Bab 68 (Roti Bakar Isi Madu)

500 53 12
                                    

Pagi ini aku mulai menyiapkan sarapan. Menata semua hidangan di meja dengan sempurna.

Aku layani Adiba, Akbar, dan Arkan dengan sangat baik, karena mungkin ini hari terakhir aku mengurus mereka.

"Hari ini bunda bawakan bekal roti bakar madu, kesukaan kalian," kataku seraya memasukkan kotak bekal ke dalam tas mereka.

Setelah menata tas itu dengan rapi di sofa ruang keluarga aku mulai menggiring anak-anak Gus An untuk masuk ruang makan.

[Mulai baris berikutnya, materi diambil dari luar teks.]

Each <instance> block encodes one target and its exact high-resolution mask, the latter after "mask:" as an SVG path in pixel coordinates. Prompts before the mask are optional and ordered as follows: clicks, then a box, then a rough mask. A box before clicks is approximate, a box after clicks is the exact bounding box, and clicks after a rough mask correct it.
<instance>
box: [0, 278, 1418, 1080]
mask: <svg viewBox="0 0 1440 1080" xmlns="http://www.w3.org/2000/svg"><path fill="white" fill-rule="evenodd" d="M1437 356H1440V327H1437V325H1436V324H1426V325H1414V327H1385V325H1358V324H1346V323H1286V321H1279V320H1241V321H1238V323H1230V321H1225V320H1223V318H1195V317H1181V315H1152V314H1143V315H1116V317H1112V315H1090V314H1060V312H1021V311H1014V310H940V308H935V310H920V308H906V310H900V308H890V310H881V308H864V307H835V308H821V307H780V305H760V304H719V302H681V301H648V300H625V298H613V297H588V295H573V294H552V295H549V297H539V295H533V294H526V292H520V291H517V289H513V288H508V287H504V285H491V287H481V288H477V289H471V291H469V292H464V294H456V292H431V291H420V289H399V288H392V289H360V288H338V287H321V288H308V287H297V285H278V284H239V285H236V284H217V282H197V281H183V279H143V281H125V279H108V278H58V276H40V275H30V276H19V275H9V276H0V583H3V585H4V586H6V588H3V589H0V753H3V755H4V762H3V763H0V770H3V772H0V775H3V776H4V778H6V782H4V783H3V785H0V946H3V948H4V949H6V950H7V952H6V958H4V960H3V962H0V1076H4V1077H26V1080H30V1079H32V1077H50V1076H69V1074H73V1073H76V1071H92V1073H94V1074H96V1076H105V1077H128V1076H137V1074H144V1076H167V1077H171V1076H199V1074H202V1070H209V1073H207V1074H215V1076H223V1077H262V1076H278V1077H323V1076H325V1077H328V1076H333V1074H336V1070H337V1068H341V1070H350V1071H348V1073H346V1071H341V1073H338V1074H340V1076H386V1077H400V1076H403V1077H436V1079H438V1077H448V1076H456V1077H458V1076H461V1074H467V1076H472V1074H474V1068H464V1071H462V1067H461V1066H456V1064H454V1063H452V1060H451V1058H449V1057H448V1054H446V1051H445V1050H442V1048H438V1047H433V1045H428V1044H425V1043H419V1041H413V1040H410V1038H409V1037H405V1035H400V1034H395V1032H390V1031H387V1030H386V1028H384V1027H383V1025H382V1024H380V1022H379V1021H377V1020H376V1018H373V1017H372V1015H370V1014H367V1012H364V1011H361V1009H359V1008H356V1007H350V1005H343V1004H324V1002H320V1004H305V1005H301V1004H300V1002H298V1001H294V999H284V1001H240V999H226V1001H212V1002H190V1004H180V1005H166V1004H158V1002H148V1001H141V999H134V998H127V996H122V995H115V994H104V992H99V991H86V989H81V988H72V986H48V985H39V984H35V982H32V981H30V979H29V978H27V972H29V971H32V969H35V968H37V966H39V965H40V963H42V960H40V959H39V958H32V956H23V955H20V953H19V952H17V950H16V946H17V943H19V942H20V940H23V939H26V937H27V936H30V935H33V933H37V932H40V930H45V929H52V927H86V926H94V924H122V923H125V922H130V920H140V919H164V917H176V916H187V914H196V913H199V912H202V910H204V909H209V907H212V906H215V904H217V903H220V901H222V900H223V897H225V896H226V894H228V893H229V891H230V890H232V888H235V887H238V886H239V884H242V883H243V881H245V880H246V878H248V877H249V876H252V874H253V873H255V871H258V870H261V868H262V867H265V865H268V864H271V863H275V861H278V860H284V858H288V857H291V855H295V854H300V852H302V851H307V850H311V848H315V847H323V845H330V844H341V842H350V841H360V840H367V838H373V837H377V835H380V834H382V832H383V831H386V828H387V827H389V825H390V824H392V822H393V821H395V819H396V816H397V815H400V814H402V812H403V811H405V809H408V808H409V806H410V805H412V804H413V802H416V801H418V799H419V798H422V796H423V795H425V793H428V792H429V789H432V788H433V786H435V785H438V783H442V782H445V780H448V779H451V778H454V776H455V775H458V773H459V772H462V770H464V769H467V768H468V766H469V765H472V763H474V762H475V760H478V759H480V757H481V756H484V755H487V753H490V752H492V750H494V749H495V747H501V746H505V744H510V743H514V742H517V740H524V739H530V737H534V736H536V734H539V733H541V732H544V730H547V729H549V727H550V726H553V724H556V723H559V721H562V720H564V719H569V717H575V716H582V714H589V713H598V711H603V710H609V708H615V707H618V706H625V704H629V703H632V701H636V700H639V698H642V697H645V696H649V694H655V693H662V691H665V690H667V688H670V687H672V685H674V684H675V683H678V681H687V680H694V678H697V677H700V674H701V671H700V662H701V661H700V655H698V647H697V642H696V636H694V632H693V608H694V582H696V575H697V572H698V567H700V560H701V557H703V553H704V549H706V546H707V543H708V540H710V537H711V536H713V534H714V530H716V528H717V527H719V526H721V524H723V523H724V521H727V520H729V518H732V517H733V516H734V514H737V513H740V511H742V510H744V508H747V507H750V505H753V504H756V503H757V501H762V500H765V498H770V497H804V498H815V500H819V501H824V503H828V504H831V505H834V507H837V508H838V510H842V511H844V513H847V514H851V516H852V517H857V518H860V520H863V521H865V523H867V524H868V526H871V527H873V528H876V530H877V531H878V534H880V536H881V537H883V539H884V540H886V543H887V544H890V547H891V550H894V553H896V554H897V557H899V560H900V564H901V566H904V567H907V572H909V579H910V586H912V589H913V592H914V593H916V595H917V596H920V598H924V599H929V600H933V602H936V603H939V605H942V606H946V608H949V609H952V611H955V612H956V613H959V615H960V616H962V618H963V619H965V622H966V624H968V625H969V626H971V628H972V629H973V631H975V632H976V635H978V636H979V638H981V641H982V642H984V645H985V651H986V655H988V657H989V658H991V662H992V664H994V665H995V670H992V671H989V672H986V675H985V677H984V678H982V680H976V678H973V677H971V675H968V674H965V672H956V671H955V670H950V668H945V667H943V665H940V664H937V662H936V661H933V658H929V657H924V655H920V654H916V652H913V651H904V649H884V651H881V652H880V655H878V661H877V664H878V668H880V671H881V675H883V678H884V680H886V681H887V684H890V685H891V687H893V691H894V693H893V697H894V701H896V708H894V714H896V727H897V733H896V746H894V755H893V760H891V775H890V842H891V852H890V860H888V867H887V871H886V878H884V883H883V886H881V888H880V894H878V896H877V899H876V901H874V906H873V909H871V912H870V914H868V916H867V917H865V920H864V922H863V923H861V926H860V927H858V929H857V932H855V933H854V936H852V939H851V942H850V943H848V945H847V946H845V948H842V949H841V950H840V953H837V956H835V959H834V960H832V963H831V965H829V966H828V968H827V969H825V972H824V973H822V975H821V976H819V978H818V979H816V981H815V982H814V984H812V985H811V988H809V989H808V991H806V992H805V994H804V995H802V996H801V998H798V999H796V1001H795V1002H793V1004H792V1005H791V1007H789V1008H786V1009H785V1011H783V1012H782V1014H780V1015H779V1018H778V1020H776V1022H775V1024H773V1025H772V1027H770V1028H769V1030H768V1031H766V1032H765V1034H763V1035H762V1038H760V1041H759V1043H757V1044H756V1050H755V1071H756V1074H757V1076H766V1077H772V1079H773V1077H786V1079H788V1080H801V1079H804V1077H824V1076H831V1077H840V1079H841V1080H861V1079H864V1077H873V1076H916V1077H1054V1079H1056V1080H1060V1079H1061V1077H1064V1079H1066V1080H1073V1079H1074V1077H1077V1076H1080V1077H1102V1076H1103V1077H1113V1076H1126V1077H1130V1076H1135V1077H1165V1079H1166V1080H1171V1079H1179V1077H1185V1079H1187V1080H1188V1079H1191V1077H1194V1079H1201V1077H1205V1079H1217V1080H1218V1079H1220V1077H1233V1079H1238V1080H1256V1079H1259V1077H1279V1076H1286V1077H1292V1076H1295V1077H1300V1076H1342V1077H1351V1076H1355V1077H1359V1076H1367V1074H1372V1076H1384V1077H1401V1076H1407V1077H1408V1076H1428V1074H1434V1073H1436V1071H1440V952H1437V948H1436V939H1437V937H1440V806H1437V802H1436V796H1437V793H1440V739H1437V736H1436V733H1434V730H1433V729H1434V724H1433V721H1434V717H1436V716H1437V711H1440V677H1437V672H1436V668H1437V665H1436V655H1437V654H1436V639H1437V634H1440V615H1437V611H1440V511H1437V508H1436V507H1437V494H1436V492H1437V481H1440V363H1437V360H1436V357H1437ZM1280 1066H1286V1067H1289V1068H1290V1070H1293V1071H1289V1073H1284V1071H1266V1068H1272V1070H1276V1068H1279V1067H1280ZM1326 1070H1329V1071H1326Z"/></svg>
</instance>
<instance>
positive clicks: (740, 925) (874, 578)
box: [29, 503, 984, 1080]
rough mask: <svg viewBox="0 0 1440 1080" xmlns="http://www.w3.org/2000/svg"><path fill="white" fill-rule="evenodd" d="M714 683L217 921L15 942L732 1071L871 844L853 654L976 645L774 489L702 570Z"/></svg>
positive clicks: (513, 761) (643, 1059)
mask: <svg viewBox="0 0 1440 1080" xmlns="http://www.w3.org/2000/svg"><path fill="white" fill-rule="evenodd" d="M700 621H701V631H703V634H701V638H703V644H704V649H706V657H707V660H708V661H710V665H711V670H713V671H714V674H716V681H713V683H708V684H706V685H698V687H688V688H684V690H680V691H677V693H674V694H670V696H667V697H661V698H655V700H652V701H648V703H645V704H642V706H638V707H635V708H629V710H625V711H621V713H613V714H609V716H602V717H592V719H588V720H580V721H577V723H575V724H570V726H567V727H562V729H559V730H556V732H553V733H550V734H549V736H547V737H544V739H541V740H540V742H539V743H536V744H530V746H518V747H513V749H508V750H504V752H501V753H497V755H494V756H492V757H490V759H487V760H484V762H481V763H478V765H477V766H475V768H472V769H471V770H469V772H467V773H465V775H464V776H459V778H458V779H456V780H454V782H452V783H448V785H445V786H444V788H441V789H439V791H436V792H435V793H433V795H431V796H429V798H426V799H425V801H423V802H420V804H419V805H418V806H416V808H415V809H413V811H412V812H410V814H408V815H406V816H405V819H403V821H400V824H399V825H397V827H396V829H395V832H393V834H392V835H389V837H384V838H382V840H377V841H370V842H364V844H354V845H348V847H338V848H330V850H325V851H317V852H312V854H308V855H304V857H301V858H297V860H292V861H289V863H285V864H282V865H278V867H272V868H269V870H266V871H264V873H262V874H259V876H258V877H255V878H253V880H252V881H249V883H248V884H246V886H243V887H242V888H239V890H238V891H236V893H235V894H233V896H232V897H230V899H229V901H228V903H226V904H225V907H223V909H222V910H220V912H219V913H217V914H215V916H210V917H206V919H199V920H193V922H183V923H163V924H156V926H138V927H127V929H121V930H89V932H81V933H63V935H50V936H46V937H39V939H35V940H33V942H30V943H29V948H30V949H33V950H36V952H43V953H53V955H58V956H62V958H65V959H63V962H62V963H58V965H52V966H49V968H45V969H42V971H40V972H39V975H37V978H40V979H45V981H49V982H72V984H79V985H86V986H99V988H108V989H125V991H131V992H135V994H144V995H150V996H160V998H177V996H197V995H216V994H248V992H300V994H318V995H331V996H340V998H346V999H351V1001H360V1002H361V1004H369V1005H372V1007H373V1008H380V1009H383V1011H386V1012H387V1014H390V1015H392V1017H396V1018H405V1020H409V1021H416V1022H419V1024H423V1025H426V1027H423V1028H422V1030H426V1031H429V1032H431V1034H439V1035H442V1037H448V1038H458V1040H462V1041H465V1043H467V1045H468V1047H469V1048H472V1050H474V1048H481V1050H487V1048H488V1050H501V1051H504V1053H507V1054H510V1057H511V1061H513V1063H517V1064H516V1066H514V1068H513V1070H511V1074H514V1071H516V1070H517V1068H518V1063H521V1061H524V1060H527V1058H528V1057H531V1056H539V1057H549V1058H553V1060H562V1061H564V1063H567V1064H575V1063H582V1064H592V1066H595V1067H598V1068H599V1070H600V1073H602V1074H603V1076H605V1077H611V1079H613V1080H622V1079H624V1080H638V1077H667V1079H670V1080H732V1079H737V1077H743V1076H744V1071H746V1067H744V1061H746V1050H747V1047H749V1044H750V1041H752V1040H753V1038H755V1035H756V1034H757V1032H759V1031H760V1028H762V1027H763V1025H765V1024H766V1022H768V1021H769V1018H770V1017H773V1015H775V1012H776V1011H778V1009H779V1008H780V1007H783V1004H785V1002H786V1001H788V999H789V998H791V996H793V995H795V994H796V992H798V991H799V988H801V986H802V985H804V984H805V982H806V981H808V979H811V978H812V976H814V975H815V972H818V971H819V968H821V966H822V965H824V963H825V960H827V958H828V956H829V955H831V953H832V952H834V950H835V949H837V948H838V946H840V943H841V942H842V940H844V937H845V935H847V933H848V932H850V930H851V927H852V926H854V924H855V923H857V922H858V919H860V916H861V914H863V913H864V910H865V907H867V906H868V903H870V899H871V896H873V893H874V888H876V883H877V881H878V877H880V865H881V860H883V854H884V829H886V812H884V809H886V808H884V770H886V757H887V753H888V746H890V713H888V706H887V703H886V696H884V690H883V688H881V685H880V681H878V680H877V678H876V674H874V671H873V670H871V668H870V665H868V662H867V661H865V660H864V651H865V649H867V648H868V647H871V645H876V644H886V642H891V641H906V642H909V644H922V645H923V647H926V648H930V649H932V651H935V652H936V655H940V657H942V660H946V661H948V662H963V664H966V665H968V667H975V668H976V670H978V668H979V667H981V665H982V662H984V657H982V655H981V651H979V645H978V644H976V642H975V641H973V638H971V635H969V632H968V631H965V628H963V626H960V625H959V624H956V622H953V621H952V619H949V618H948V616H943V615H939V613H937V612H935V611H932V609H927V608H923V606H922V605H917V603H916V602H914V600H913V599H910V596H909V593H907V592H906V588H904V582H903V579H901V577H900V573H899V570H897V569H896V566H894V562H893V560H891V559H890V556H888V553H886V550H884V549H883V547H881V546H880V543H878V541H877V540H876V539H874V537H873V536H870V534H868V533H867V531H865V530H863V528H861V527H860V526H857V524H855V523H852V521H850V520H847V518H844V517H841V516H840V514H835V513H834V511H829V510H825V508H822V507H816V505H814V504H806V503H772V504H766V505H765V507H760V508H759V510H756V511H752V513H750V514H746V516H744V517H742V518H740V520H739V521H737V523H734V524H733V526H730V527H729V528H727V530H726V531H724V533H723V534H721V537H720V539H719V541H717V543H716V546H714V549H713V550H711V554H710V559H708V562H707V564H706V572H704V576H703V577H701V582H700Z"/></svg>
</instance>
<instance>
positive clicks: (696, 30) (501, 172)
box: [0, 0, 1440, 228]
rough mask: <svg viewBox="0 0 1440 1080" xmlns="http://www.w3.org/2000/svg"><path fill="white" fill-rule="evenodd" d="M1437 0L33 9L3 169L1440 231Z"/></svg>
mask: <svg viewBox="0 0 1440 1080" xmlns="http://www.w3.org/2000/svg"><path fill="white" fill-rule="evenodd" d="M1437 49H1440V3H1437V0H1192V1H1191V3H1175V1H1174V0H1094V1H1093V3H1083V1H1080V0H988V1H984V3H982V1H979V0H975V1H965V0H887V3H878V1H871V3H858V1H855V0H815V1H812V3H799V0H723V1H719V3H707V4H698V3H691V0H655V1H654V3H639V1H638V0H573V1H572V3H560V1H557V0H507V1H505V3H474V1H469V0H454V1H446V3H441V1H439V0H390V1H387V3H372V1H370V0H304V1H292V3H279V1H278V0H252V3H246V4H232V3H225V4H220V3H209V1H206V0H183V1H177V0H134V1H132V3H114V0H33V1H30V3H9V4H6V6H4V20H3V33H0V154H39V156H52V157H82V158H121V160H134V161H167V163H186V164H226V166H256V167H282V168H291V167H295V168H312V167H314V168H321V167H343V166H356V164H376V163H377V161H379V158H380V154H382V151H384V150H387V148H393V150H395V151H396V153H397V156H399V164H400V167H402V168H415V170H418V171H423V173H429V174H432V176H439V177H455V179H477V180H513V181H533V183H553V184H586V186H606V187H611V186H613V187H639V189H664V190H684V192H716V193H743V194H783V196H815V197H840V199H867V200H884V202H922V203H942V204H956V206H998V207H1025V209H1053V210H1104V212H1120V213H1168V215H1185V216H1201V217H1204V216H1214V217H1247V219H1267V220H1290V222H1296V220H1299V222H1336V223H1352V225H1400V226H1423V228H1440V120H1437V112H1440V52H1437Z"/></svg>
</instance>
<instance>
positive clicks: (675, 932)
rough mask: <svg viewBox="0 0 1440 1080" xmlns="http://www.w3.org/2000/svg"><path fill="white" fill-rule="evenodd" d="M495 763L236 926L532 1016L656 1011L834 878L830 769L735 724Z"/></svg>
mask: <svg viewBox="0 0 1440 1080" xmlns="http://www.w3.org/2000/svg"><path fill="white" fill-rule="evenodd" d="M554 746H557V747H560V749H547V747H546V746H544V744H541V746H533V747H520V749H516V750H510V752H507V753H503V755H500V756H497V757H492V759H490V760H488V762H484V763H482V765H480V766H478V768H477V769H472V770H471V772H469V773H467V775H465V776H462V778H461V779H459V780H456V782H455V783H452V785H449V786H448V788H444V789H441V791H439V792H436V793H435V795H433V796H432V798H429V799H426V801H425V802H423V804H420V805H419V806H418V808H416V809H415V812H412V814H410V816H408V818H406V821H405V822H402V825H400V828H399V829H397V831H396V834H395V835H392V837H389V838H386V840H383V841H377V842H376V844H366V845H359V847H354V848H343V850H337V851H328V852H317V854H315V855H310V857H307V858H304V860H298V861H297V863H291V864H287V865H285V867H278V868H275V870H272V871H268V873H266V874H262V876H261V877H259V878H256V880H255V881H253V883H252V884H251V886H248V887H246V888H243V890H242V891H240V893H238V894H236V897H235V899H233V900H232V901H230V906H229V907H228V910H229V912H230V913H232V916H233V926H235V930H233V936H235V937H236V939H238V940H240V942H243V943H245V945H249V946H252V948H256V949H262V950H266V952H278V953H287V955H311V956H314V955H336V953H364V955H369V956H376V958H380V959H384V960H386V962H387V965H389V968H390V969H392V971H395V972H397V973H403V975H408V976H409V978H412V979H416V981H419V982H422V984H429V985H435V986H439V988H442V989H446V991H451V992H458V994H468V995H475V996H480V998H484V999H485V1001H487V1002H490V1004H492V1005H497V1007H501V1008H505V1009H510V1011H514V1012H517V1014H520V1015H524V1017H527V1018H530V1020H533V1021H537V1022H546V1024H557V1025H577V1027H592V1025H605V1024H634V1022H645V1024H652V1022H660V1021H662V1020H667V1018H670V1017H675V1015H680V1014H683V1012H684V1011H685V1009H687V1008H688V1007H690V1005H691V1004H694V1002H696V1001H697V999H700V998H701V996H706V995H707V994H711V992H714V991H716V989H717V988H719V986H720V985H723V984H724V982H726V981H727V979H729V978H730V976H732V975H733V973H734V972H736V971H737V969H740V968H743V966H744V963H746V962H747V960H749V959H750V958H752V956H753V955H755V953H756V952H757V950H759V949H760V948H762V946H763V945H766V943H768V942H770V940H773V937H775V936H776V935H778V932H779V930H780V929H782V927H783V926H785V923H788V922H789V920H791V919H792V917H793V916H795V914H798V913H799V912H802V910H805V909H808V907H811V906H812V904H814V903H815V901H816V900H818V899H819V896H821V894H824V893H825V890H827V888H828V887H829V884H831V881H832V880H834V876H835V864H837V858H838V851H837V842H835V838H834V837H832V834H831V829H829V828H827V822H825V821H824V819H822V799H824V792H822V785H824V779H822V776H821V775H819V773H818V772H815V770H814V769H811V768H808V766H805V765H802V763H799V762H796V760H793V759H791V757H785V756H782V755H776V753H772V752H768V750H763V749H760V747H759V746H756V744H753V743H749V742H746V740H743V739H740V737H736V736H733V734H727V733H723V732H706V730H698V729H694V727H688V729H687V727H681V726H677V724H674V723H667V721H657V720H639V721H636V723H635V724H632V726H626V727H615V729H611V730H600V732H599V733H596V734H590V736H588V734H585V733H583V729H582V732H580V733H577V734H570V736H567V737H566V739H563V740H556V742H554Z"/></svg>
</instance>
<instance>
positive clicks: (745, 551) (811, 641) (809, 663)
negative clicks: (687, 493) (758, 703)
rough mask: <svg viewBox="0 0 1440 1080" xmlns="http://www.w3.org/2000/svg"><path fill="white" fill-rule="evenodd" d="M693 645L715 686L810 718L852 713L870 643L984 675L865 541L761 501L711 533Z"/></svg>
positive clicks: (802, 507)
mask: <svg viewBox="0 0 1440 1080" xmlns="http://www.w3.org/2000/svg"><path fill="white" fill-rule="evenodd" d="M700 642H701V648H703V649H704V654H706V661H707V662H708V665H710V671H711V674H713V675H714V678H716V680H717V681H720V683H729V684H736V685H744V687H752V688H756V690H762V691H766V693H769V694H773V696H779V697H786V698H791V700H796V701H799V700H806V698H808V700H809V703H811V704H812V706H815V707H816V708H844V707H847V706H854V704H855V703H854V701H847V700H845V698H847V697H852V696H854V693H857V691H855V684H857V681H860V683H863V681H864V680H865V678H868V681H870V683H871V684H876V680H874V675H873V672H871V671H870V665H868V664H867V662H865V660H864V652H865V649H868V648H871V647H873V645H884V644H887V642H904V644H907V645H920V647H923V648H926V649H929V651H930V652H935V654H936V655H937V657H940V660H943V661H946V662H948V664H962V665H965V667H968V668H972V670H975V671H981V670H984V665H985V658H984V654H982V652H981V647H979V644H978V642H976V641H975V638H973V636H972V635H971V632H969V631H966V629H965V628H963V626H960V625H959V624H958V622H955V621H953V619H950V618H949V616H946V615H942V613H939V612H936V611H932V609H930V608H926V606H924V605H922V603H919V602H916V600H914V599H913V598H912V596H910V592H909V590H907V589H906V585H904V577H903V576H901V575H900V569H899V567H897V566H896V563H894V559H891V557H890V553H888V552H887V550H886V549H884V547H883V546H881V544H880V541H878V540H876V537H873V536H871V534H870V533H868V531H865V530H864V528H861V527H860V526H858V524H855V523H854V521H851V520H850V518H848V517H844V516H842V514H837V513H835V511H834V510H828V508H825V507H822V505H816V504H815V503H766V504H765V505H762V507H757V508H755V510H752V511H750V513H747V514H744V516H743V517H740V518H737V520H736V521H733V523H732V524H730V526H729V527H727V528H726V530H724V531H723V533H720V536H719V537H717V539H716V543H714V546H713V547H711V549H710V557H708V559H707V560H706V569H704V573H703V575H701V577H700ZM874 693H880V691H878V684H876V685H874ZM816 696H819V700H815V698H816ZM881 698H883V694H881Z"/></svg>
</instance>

Kubimbing mereka duduk di kursi dengan kemudian menyendokkan nasi dan sayur untuk mereka sarapan.

Sesaat kemudian kulihat Gus An menyusul kami masuk ke dalam ruang makan.

Laki-laki itu tampak menarik kursi lalu duduk di hadapan putra putrinya.

"Bunda Fa, abi juga mau soto ayamnya," kata Gus An dengan tersenyum lembut seraya memperhatikan aku yang tengah melayani putra-putrinya.

Tanpa menjawab aku langsung menyendokkan menu yang dia inginkan ke dalam piring, lalu meletakkan piring itu di hadapannya.

Gus An terlihat memperhatikan sikapku yang berbeda.

"Kamu kenapa, sakit?" tanyanya dengan menyentuh tanganku.

"Iya," sahutku lirih dengan menepis tangannya.

"Sini, kita sarapan berdua," katanya lagi.

"Aku puasa," sahutku dengan melangkah mendekati kursi Adiba dan si kembar.

"Makan yang banyak, Sayang! Bunda mau bersiap dulu," pesanku dengan menyentuh bergantian ujung kepala mereka, lalu melangkah meninggalkan ruangan itu, menuju kamar untuk mempersiapkan diri berangkat kuliah.

****

Setelah sarapan usai aku membimbing putra-putri Gus An masuk ke dalam mobil.

Adiba duduk di kursi depan, sementara aku menemani Arkan dan Akbar di kursi belakang.

Saat masuk ke dalam mobil, Gus An tercengang, laki-laki itu perlahan menoleh ke arahku.

"Kenapa duduk di belakang?" tanyanya.

"Si kembar ingin aku temani," sahutku tanpa tak acuh.

"Kalau kamu sakit tidak usah masuk kuliah."

"Tidak bisa. Hari ini aku UAS, ada 4 mata kuliah yang diujikan."

Aku masih menjawab dengan suara enggan.

"O, iya. Kalau nanti aku pulang lebih awal, kita sowan ke rumah Ummi Latifah, ya?" katanya dengan tersenyum.

"Mmmm ...."

Aku mengangguk seraya membuang muka.

Sungguh, dia begitu pandai bersikap manis di hadapanku.

***

Tiga puluh menit kemudian mobil yang dikendarai Gus An telah sampai di depan gerbang sekolah Adiba dan si kembar.

Saat kami berlima turun dari mobil dan hendak melangkah menuju gerbang sekolah, tiba-tiba mobil sedan warna merah berhenti dengan membunyikan klakson tepat di belakang mobil kami.

Seketika kami pun menoleh.

Seorang wanita dengan blazer, rambut sebahu, dan rok panjang di bawah lutut keluar dari dalam mobil.

Seperti biasa dengan menjinjing tas mahalnya dan gaya elegan wanita itu menghampiri kami.

"Assalamualaikum cucu-cucu eyang. Tadi malam eyang ke rumah kalian, tapi kalian sudah tidur."